全然何もわからない中で放り出されてもいろんな知識が自分の生きた知識になっていく感覚も、最初はめちゃめちゃ苦労していた探査艇の操縦やジェットパックでの移動がどんどん上手くなっていく感覚も、僕がゲームに求めている「成長の実感」を強く感じられるもので好きだった。
また、それぞれ個性のある惑星系を探索できるのも、量子の振る舞いが主要なテーマになっているのも、SF らしさを味わえて好みだった。
ストーリーとしても Nomai 属の努力と運命にはかなり感情が動かされたし、量子の月の巡礼に成功して Solanum と出会えたときはかなり感動と親しみを覚えた。

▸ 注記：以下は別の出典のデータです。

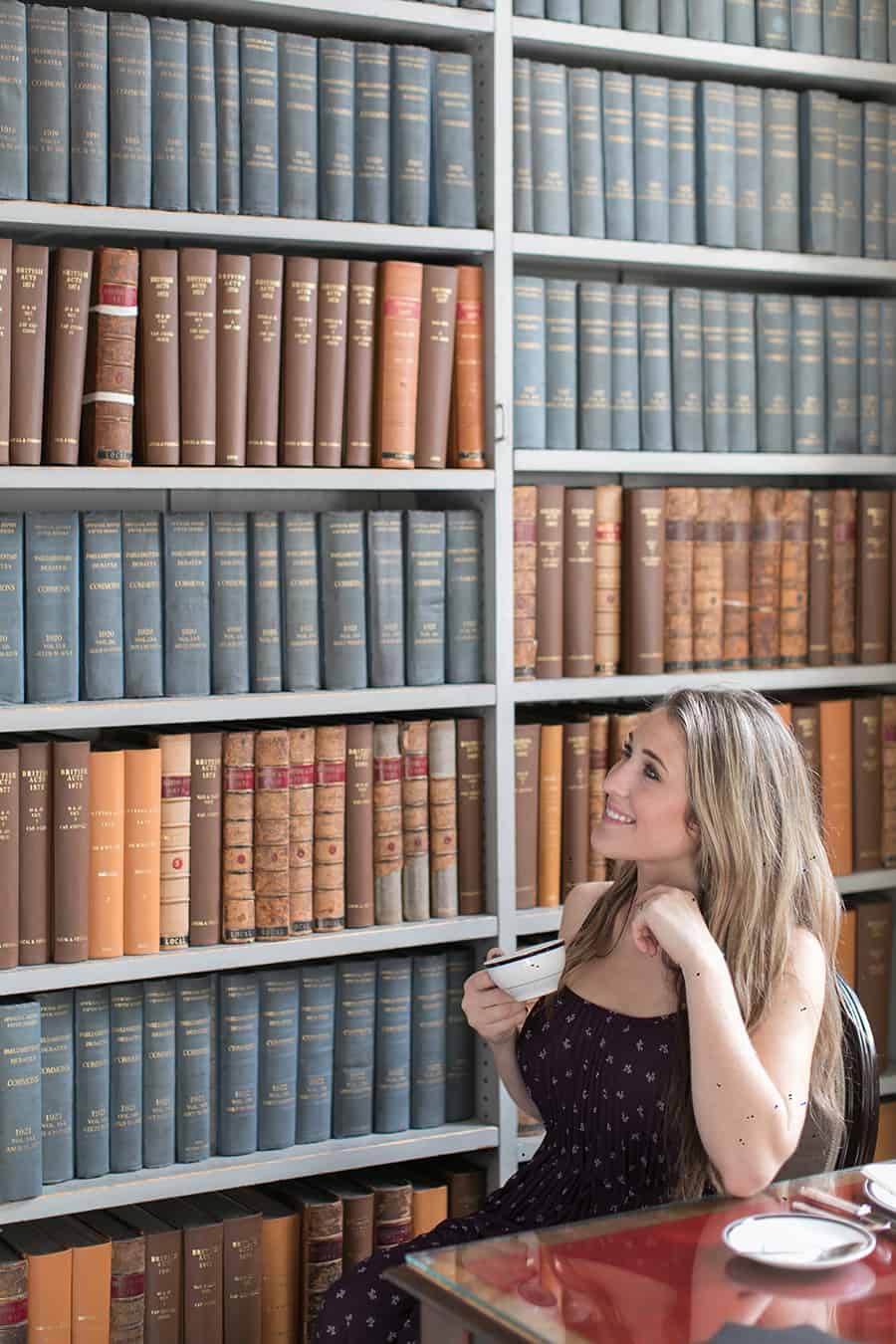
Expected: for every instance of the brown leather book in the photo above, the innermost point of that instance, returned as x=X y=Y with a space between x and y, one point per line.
x=142 y=849
x=577 y=582
x=842 y=578
x=30 y=284
x=206 y=789
x=872 y=576
x=70 y=848
x=360 y=363
x=644 y=588
x=358 y=825
x=550 y=582
x=198 y=355
x=398 y=361
x=108 y=419
x=469 y=371
x=231 y=357
x=819 y=564
x=158 y=357
x=68 y=355
x=469 y=817
x=438 y=318
x=866 y=783
x=265 y=340
x=332 y=357
x=834 y=718
x=272 y=835
x=330 y=826
x=237 y=856
x=300 y=361
x=107 y=879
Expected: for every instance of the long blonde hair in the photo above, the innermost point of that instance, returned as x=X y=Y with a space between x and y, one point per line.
x=762 y=871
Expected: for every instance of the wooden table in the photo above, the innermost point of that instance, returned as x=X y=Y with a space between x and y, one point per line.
x=658 y=1274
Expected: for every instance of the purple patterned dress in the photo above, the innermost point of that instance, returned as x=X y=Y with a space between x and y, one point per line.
x=599 y=1079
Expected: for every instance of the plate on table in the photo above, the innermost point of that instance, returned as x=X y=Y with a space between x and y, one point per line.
x=798 y=1240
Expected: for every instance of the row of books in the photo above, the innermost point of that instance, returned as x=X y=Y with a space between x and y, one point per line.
x=679 y=579
x=853 y=29
x=140 y=843
x=626 y=367
x=173 y=114
x=606 y=153
x=144 y=1074
x=247 y=1266
x=105 y=605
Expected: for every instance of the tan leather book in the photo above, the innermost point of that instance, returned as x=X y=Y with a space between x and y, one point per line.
x=360 y=363
x=142 y=849
x=438 y=318
x=29 y=326
x=68 y=353
x=872 y=576
x=237 y=853
x=300 y=361
x=398 y=361
x=231 y=357
x=198 y=356
x=158 y=357
x=265 y=341
x=837 y=783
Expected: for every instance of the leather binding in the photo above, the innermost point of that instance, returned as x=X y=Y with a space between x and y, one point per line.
x=272 y=835
x=158 y=357
x=237 y=857
x=438 y=318
x=142 y=849
x=360 y=359
x=358 y=825
x=765 y=576
x=332 y=356
x=198 y=355
x=677 y=641
x=301 y=829
x=206 y=786
x=68 y=337
x=265 y=340
x=231 y=357
x=469 y=816
x=300 y=361
x=108 y=419
x=642 y=584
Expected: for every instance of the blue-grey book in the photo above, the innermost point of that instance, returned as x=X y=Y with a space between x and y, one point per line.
x=530 y=378
x=560 y=323
x=385 y=595
x=103 y=636
x=47 y=103
x=277 y=1056
x=187 y=605
x=336 y=85
x=89 y=107
x=160 y=1072
x=301 y=607
x=316 y=1025
x=51 y=607
x=125 y=1077
x=58 y=1085
x=392 y=1045
x=238 y=1062
x=92 y=1081
x=230 y=603
x=129 y=111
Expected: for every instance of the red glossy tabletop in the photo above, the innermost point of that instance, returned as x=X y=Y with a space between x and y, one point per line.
x=662 y=1274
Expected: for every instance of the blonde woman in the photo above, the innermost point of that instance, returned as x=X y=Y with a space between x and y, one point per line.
x=696 y=1031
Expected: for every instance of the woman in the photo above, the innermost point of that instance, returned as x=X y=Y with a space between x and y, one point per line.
x=696 y=1028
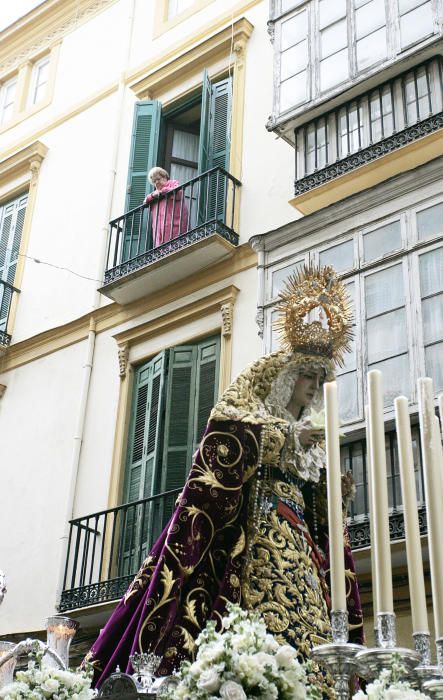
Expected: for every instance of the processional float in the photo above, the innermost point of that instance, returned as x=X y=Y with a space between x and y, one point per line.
x=341 y=658
x=345 y=660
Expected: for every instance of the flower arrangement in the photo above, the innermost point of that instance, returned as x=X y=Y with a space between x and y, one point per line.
x=241 y=661
x=40 y=681
x=391 y=686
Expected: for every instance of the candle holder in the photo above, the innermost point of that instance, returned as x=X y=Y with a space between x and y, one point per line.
x=372 y=661
x=8 y=666
x=60 y=631
x=339 y=656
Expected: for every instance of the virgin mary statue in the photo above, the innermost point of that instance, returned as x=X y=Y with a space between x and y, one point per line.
x=250 y=524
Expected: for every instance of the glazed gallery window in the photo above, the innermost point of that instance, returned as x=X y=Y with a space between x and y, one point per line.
x=7 y=100
x=394 y=274
x=39 y=81
x=322 y=44
x=12 y=217
x=402 y=102
x=173 y=395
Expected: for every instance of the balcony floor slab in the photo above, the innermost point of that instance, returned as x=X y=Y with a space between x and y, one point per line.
x=141 y=279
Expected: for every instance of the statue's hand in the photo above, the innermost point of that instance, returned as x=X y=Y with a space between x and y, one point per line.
x=310 y=436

というわけで、ゲームとしてはかなり好きな要素ばっかりなんだけど……なんか自分にとっての革命的なゲームだとはそこまで思えなかった。

まずはその原因を考えてみる。

この作品は作者も述べている通り「好奇心駆動形の冒険(curiosity-driven exploration)」を目指したゲームとなっている。Outer Wilds に衝撃を受けた人たちの感想エントリを見ると、どうやら好奇心駆動で動いている中でピースがハマって自分の好奇心が気づきによって満たされた瞬間に強く感動しているケースが多そうに見える。

ただ、僕は Outer Wilds を進める際に「好奇心駆動形の冒険」という気持ちになりきれなかった。
というのも、プレイ中の僕は「22分後に滅んでしまうこの太陽系をどう救えば良いのか?」という明確なゴールを追っていて、その大きな課題解決のための小さな情報収集をするという捉え方をしてしまったからだ。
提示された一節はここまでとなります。